Denote by \(\lambda_{\text{sym}^2 f}(n)\) the \(n\)th coefficient of the Dirichlet series representation of the symmetric square \(L\)-function \(L(s, \text{sym}^2 f)\) associated to a holomorphic primitive cusp form \(f\) of level \(N\) and weight \(k\). The authors of the present paper look for a bound for the first sign change of the sequence \(\lambda_{\text{sym}^2 f}(n)\).

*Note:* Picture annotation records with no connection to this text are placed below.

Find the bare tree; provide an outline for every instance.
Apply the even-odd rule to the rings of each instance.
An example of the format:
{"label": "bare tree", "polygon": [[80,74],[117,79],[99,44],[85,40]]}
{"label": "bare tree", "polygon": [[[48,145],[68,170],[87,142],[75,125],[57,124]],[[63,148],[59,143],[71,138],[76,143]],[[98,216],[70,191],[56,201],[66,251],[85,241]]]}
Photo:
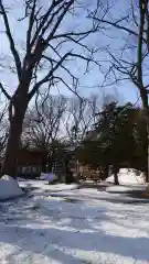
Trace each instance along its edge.
{"label": "bare tree", "polygon": [[66,106],[65,97],[44,95],[36,107],[26,111],[22,140],[25,146],[36,147],[46,153],[44,172],[46,165],[49,172],[52,172],[55,152],[62,145],[61,127]]}
{"label": "bare tree", "polygon": [[67,112],[65,114],[64,127],[66,138],[71,144],[81,142],[86,133],[93,128],[97,113],[97,97],[91,99],[70,99]]}
{"label": "bare tree", "polygon": [[7,113],[8,113],[8,103],[2,103],[1,110],[0,110],[0,163],[2,162],[7,140],[8,140],[8,132],[9,132],[9,125],[7,120]]}
{"label": "bare tree", "polygon": [[50,150],[61,139],[62,118],[67,107],[67,99],[62,96],[42,98],[36,107],[26,111],[23,141],[30,146]]}
{"label": "bare tree", "polygon": [[149,1],[130,0],[121,2],[121,7],[123,12],[119,13],[119,2],[116,2],[104,19],[98,16],[97,7],[89,16],[108,36],[105,48],[108,70],[105,73],[103,86],[114,86],[128,80],[135,85],[141,98],[148,131],[149,182]]}
{"label": "bare tree", "polygon": [[[18,78],[12,96],[9,95],[3,82],[0,82],[3,95],[10,101],[10,130],[1,173],[12,176],[15,175],[22,123],[29,102],[45,84],[51,87],[62,82],[71,90],[73,90],[72,87],[76,88],[78,79],[73,70],[70,70],[67,64],[71,64],[70,59],[78,58],[88,66],[89,62],[94,61],[95,51],[85,44],[85,40],[97,30],[93,22],[85,23],[88,7],[86,10],[83,9],[83,4],[76,0],[51,0],[49,2],[22,0],[20,4],[21,13],[24,10],[24,16],[19,18],[17,22],[25,23],[22,28],[25,42],[23,51],[19,50],[12,34],[13,29],[9,20],[12,10],[4,6],[3,0],[0,0],[2,29],[4,29],[13,58],[13,66],[10,69],[17,74]],[[75,22],[77,14],[81,15],[81,13],[84,14],[84,20],[79,29],[75,28],[75,24],[73,30],[64,26],[66,20],[67,23],[70,19]],[[41,70],[42,74],[39,74]],[[73,86],[67,81],[70,78]]]}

More precisely, writing \(n_{\text{sym}^2 f}\) for the smallest positive integer \(n\) such that \((n,N) = 1\) and \(\lambda_{\text{sym}^2} f(n) < 0\), it is shown that \(n_{\text{sym}^2 f} \ll (k^2 N^2)^{40/113}\). The proof uses a set-up similar to what has been used in earlier works on sign changes of \(\text{GL}_2\) modular forms, that is, the authors give upper and lower bounds for the sum \[ \sum _{\substack{ n \leq y^u \\ (n,N)=1 }} \mu(n)^2 \lambda_{\text{sym}^2 f} (n), \] where \(u > 1\) and \(y = n_{\text{sym}^2 f}\). The needed upper bound follows from the convexity bound for the symmetric square \(L\)-function whereas the main ingredients in the proof of the lower bound are studying the size of individual coefficients \(\lambda_{\text{sym}^2 f}(p)\) in different ranges for prime \(p\) and then using a mean-value result for multiplicative functions (proved in the paper). Some new arguments compared to the \(\text{GL}_2\) case are needed in the proof of the lower bound.